Clinical complete response as a surrogate for pathological response in bladder cancer: a systematic review and meta-analysis.
Review
Overview
abstract
OBJECTIVE: To evaluate the concordance between clinical complete response (cCR) and pathological complete response (pCR) in muscle-invasive bladder cancer (MIBC) to assess the surrogacy and prognostic value of cCR for guiding bladder-sparing strategies. METHODS: In this prospectively registered systematic review and meta-analysis (CRD420251066540), we searched MEDLINE, EMBASE, and Web of Science in June 2025 for studies reporting clinical and pathological complete response rates in patients with MIBC undergoing neoadjuvant therapy followed by radical cystectomy (RC). Pooled concordance was estimated via random-effects meta-analysis. Risk-of-bias was assessed using the Risk Of Bias In Non-randomised Studies of Interventions (ROBINS-I). RESULTS: Out of 1947 individual records, 10 (n = 894) retrospective and three (n = 181) prospective studies comprising 1075 patients were included. Restaging modalities for cCR assessment included transurethral resection of the bladder (TURB; n = 188, two studies), computed tomography (n = 221, two studies), magnetic resonance imaging (MRI; n = 122, two studies), and fluorodeoxyglucose positron emission tomography (n = 45).
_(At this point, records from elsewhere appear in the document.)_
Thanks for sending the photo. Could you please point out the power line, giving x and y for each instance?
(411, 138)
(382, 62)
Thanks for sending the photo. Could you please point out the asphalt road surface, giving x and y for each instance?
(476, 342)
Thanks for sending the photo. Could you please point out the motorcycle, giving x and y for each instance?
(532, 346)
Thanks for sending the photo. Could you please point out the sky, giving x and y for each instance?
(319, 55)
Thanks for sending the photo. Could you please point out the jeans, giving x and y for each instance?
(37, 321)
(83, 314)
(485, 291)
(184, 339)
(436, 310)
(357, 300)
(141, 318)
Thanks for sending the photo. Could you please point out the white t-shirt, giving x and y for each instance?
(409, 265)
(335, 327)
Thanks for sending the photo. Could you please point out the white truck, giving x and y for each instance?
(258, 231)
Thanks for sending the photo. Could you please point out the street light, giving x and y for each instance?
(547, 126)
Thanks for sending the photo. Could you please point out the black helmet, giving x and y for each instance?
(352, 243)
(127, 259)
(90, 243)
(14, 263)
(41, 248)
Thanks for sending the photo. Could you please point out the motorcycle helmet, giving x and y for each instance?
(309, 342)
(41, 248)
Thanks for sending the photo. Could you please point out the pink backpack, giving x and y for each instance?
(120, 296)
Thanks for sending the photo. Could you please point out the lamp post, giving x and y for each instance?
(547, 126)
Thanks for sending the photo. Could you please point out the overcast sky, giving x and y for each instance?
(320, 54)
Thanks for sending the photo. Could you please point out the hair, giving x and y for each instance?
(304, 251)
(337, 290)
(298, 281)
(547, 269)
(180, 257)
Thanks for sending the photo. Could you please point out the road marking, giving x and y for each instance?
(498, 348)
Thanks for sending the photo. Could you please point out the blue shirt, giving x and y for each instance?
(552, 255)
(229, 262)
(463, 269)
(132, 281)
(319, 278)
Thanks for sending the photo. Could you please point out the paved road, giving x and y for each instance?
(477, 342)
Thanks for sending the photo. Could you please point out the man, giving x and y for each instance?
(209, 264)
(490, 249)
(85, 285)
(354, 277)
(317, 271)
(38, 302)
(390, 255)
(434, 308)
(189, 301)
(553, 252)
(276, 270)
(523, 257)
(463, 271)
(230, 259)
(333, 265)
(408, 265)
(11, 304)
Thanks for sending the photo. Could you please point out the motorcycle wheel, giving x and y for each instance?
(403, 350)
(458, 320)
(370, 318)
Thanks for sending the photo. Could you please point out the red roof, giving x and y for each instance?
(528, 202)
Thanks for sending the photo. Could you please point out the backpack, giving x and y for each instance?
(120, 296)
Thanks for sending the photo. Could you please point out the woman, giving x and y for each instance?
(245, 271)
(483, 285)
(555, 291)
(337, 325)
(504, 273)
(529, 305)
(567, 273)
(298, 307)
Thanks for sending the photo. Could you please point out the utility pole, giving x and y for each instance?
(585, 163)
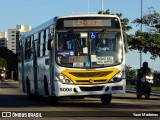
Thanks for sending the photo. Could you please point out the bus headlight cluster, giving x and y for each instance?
(2, 75)
(63, 79)
(117, 77)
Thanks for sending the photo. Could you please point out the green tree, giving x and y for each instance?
(3, 63)
(130, 73)
(124, 21)
(11, 59)
(149, 40)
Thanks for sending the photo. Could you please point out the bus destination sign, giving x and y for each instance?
(87, 23)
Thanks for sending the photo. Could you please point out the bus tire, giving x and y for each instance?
(106, 99)
(54, 100)
(28, 88)
(46, 87)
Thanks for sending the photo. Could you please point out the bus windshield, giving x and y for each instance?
(89, 49)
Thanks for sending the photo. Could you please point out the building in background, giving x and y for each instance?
(3, 39)
(14, 34)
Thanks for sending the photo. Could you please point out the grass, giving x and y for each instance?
(156, 88)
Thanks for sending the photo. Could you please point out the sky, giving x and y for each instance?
(35, 12)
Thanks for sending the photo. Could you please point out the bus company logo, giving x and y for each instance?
(65, 89)
(91, 80)
(6, 114)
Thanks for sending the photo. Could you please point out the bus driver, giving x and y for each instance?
(103, 46)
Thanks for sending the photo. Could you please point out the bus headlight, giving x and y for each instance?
(63, 79)
(2, 75)
(116, 78)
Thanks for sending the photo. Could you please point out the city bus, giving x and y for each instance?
(61, 57)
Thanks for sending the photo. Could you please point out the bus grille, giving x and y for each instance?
(90, 74)
(94, 81)
(95, 88)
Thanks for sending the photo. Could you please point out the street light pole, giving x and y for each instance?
(141, 31)
(88, 6)
(102, 6)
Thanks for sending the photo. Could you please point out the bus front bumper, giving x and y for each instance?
(89, 90)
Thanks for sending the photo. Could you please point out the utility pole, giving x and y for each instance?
(141, 31)
(88, 7)
(102, 6)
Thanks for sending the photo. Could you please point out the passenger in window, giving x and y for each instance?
(103, 46)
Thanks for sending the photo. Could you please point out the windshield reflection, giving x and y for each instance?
(101, 50)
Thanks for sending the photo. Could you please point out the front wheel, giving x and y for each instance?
(106, 99)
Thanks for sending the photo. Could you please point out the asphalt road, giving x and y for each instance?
(122, 106)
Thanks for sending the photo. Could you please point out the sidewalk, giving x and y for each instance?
(133, 90)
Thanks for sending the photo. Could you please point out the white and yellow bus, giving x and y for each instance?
(62, 57)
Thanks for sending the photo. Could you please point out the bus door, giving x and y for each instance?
(35, 65)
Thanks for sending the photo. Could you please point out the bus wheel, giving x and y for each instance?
(139, 96)
(54, 100)
(28, 89)
(46, 87)
(106, 99)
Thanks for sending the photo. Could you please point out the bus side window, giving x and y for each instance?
(20, 52)
(44, 43)
(47, 38)
(39, 45)
(25, 49)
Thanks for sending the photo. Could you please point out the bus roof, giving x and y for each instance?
(51, 22)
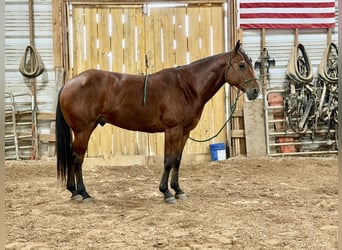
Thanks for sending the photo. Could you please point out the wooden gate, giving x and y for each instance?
(139, 40)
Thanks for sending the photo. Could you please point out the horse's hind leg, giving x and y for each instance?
(75, 178)
(172, 158)
(175, 172)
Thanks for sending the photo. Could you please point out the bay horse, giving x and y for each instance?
(175, 99)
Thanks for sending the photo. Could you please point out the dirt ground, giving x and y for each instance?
(240, 203)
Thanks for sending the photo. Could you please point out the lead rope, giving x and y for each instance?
(232, 109)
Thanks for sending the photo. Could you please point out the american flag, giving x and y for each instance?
(281, 14)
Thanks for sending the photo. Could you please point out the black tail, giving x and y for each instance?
(63, 144)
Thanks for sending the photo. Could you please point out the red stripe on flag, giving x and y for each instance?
(286, 26)
(287, 5)
(266, 14)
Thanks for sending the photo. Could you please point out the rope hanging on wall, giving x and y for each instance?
(31, 64)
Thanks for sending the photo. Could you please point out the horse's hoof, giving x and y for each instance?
(170, 200)
(181, 197)
(77, 197)
(87, 200)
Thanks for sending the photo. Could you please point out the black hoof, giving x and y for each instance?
(76, 197)
(88, 200)
(170, 200)
(181, 197)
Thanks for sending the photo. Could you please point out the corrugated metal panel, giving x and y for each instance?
(16, 40)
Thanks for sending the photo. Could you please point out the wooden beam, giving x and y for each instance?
(57, 33)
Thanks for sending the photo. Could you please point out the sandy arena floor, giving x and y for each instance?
(241, 203)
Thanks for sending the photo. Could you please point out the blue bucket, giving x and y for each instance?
(218, 151)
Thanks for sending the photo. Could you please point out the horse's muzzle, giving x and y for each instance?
(252, 93)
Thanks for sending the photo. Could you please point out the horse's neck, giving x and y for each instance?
(209, 76)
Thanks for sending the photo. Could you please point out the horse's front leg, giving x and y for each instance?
(76, 185)
(174, 144)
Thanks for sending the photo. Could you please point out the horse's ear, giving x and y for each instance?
(237, 46)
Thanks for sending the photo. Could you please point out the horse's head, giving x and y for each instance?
(240, 73)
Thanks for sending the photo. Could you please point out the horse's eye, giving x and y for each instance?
(242, 64)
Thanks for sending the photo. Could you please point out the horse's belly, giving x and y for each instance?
(137, 123)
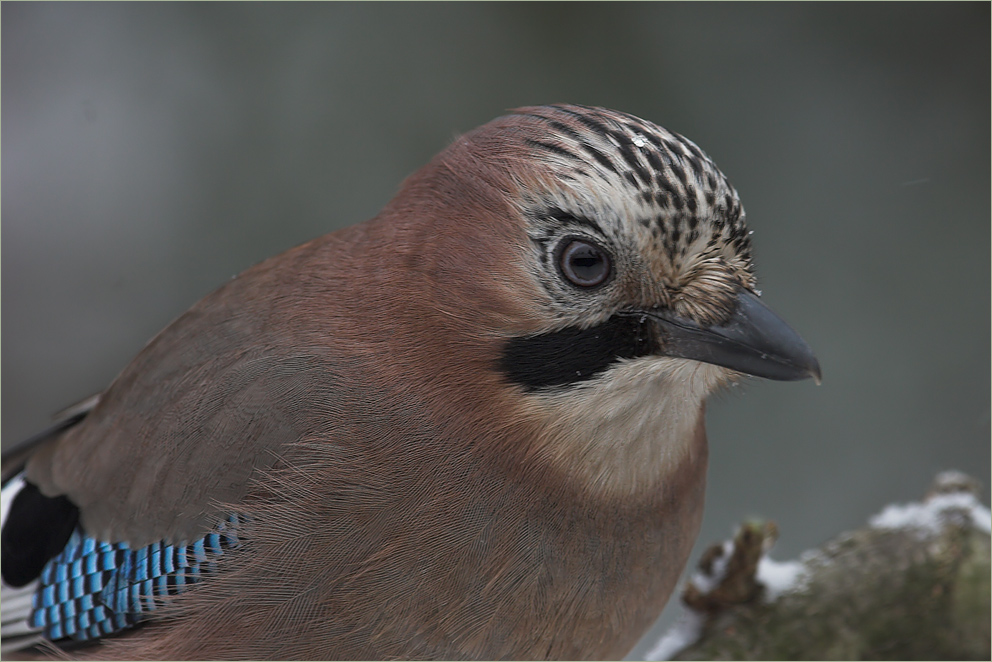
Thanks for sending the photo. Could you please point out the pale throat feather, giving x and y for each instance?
(630, 429)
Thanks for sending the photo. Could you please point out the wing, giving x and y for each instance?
(130, 495)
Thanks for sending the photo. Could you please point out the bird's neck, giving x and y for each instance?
(631, 430)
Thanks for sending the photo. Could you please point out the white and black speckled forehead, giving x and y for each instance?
(668, 188)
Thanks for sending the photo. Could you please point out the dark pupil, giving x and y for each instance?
(586, 261)
(585, 264)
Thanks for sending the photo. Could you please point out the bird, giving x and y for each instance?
(470, 427)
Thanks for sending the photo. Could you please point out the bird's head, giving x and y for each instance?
(617, 271)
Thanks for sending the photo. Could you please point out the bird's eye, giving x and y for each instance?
(583, 263)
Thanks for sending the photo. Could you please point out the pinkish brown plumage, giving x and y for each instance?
(471, 427)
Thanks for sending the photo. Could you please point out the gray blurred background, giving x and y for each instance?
(150, 152)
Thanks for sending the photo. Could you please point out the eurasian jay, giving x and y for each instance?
(471, 427)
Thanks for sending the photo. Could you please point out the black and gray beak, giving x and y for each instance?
(754, 340)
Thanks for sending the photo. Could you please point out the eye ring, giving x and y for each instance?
(583, 263)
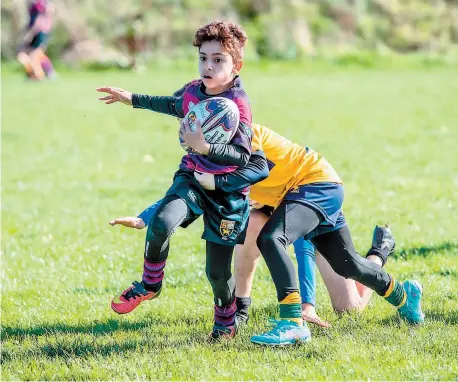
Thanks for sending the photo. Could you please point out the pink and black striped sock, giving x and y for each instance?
(153, 273)
(225, 315)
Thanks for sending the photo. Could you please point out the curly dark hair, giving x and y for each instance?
(231, 37)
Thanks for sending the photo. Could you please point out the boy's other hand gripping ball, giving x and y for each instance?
(219, 118)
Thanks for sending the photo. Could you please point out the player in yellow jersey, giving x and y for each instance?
(307, 195)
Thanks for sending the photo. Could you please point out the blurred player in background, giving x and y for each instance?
(32, 53)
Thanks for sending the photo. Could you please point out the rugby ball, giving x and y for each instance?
(219, 118)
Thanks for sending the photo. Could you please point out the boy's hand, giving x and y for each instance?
(116, 95)
(195, 138)
(207, 181)
(129, 221)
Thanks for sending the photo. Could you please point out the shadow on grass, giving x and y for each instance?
(425, 251)
(97, 327)
(449, 318)
(94, 339)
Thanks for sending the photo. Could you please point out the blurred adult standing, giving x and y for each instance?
(32, 52)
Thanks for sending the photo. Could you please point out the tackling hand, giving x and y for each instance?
(207, 181)
(195, 139)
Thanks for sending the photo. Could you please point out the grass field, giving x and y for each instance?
(70, 163)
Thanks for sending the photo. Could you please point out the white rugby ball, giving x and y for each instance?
(219, 118)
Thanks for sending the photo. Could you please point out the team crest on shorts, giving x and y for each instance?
(226, 228)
One study (n = 56) used perioperative cystoscopy, while the remaining five studies (n = 499) combined imaging with cystoscopy or TURB. The concordance (n = 779, nine studies) between cCR and pCR was 0.51 (95% confidence interval [CI] 0.42-0.60), the concordance (n = 536, seven studies) between non-cCR and non-pCR was 0.84 (95% CI 0.70-0.92). Most studies were rated as having moderate concerns regarding bias, and one as serious due to examiner-dependent bias of cystoscopy-based cCR assessment. CONCLUSION: Current evidence does not support relying on the current definition of cCR alone, which poorly predicts pCR, to guide treatment decisions. Ongoing trials assessing the combination of MRI plus TURB with urine and/or blood based circulating tumour DNA may help refine cCR evaluation and support the sole introduction of bladder-sparing approaches in patients with MIBC who respond to neoadjuvant systemic therapy.